Lowell se puso blanco y, luego, muy rojo.

—¡Me doy cuenta, Longfellow! —exclamó Fields.

—Cada crimen se produce inmediatamente antes de que nuestro club Dante traduzca el canto en el que el asesino se ha basado —concluyó Longfellow.

—¿Cómo no lo vimos antes? —se lamentó Fields.

—¡Alguien ha estado jugando con nosotros! —estalló Lowell. Luego se apresuró a bajar la voz hasta convertirla en un susurro—: ¡Alguien ha estado vigilándonos todo el tiempo, Longfellow! ¡Ha de ser alguien que conoce nuestro club Dante! ¡Quienquiera que sea ha hecho coincidir cada asesinato con nuestra traducción!

—Aguarden un momento. Esto podría ser tan sólo una terrible coincidencia —dijo Fields consultando de nuevo el calendario de entregas—. Miren aquí. Hemos traducido casi dos docenas de cantos del
Inferno
, pero sólo ha habido tres asesinatos.

—Tres coincidencias mortales —comentó Longfellow.

—No hay coincidencia —insistió Lowell—. Nuestro Lucifer ha emprendido una carrera con nosotros para ver quién llega primero: ¡Dante traducido con tinta o con sangre! ¡Hemos estado perdiendo la carrera por dos o tres cuerpos cada vez!

Fields protestó:

—Pero ¿quién tuvo la posibilidad de conocer nuestra previsión de trabajo por adelantado? ¿Y con suficiente tiempo para planear unos crímenes tan elaborados? Nosotros no dejamos por escrito un calendario. En ocasiones nos saltamos una semana. A veces Longfellow pasa por alto un canto o dos para los que no nos considera preparados, y quedan fuera de las sesiones.

—Mi Fanny ni sabe de qué cantos nos ocupamos ni se molesta en averiguarlo —comentó Lowell.

—¿Y quién podría conocer esos detalles, Longfellow? —preguntó Fields.

—Si todo esto fuera cierto —lo interrumpió Lowell—, ¡significa que de algún modo estamos implicados directamente en que empezaran los asesinatos!

Permanecieron en silencio. Fields miraba a Longfellow con aire protector.

—¡Una farsa! —dijo—. ¡Una farsa, Lowell!

Ése fue el único argumento que se le ocurrió. Longfellow manifestó, levantándose del escritorio de Houghton:

—Admito que no comprendo esa extraña pauta. Pero no podemos eludir sus consecuencias. Cualquiera que sea la iniciativa que tome el agente Rey, ya no podemos considerar nuestra intervención meramente como nuestra prerrogativa.
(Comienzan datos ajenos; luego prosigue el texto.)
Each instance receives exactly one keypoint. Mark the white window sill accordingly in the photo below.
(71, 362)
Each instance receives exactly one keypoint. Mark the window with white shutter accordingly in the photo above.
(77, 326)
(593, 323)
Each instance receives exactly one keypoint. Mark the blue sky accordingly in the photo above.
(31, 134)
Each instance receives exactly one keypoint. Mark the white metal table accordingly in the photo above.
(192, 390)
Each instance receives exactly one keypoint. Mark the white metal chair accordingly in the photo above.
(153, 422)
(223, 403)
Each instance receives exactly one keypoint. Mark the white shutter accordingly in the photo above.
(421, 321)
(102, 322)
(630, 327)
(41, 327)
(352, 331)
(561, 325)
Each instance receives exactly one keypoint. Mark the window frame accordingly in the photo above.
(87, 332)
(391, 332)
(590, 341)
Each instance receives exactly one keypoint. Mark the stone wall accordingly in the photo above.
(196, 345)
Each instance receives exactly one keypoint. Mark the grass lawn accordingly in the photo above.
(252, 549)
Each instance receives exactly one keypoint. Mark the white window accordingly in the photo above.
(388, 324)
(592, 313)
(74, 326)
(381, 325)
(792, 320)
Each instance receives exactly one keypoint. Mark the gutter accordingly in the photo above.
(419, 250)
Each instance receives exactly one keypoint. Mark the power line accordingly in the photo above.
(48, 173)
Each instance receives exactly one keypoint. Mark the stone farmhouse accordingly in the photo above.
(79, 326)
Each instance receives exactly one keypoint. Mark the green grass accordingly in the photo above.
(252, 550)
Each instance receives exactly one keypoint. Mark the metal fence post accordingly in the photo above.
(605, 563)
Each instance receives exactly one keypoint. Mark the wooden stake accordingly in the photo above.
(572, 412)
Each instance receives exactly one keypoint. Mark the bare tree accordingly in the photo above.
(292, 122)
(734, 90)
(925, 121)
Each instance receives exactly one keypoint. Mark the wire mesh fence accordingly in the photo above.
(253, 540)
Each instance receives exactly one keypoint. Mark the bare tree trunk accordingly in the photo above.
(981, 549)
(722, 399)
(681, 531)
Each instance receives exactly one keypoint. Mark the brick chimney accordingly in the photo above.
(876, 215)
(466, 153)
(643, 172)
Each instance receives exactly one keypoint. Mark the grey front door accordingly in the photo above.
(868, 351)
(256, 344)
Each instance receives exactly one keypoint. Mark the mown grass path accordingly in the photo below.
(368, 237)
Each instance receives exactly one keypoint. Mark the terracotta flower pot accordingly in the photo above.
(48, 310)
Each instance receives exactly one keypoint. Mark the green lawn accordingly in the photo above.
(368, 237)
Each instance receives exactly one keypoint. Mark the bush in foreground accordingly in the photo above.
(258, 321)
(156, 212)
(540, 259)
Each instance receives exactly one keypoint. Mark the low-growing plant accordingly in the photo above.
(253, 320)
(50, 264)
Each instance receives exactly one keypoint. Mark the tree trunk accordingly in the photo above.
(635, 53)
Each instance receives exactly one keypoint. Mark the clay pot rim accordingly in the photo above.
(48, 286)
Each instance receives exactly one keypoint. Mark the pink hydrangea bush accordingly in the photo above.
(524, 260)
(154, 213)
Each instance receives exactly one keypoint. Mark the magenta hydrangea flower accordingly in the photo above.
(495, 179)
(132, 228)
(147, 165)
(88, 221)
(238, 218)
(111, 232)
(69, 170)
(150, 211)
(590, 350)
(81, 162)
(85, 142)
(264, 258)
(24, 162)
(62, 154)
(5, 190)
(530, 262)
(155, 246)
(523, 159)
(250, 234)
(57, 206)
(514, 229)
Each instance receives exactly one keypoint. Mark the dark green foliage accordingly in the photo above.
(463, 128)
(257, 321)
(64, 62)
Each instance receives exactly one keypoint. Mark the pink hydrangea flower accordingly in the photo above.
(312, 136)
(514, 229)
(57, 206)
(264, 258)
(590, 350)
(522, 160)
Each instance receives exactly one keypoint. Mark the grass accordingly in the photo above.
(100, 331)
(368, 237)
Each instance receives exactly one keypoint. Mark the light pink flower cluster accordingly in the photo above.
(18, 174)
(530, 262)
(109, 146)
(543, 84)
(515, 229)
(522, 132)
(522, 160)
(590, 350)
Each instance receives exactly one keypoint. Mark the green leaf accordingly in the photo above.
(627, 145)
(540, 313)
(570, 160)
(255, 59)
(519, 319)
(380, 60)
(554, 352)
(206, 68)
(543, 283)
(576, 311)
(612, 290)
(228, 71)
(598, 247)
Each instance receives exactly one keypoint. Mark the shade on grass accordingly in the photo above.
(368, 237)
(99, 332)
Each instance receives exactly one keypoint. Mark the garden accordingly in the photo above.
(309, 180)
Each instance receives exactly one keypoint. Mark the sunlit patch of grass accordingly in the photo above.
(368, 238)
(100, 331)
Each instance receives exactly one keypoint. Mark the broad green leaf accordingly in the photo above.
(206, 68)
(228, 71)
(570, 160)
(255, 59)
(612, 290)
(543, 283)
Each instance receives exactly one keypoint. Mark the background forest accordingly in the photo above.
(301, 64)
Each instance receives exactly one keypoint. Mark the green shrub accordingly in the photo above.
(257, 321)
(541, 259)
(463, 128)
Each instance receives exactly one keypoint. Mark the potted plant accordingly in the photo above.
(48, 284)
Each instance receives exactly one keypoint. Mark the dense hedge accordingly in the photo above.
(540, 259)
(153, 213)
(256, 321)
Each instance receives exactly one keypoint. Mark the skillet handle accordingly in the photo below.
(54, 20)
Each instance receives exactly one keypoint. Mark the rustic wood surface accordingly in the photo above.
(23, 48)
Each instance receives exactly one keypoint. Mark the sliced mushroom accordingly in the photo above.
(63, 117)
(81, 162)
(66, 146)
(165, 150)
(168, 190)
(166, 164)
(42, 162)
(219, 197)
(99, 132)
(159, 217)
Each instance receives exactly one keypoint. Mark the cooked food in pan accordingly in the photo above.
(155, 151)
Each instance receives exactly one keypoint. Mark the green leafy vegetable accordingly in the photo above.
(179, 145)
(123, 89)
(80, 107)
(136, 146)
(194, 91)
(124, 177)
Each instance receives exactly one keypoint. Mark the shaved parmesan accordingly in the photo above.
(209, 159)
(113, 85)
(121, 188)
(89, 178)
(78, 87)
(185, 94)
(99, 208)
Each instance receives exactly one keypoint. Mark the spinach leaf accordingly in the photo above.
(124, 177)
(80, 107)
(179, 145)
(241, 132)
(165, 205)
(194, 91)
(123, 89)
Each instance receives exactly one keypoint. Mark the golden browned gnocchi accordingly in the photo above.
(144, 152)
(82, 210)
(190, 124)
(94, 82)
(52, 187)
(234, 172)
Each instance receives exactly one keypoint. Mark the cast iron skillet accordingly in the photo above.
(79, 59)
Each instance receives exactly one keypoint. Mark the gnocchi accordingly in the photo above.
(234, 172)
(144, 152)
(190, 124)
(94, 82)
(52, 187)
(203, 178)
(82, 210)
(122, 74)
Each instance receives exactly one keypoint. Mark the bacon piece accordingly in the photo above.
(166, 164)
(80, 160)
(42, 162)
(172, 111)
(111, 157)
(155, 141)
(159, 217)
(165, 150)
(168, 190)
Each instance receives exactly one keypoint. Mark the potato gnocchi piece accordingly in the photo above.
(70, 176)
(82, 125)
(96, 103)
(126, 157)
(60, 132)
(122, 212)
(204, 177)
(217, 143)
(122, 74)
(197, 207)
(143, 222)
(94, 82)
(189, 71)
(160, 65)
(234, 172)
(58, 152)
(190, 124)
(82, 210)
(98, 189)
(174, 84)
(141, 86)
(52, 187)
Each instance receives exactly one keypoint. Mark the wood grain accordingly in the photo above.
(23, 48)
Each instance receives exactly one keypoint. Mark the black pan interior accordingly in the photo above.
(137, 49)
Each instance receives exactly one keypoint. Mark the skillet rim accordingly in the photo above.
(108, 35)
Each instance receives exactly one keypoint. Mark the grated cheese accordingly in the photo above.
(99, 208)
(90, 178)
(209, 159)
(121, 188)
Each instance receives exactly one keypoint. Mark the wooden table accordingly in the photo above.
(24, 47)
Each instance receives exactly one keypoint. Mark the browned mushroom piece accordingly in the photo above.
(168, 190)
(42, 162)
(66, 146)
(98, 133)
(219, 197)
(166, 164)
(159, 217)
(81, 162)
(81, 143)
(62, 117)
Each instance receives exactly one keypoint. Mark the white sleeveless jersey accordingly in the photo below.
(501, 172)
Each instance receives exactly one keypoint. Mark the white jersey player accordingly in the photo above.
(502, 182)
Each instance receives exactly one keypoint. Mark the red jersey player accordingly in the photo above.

Han pasado treinta años desde que me senté por primera vez a mi mesa, en tiempos más felices, para traducir la
Commedia
. La he tomado en mis manos con tal reverencia que en ocasiones se ha convertido en resistencia a proseguir. Pero ha llegado el momento de darse prisa, de completar el trabajo, o corremos el riesgo de más pérdidas.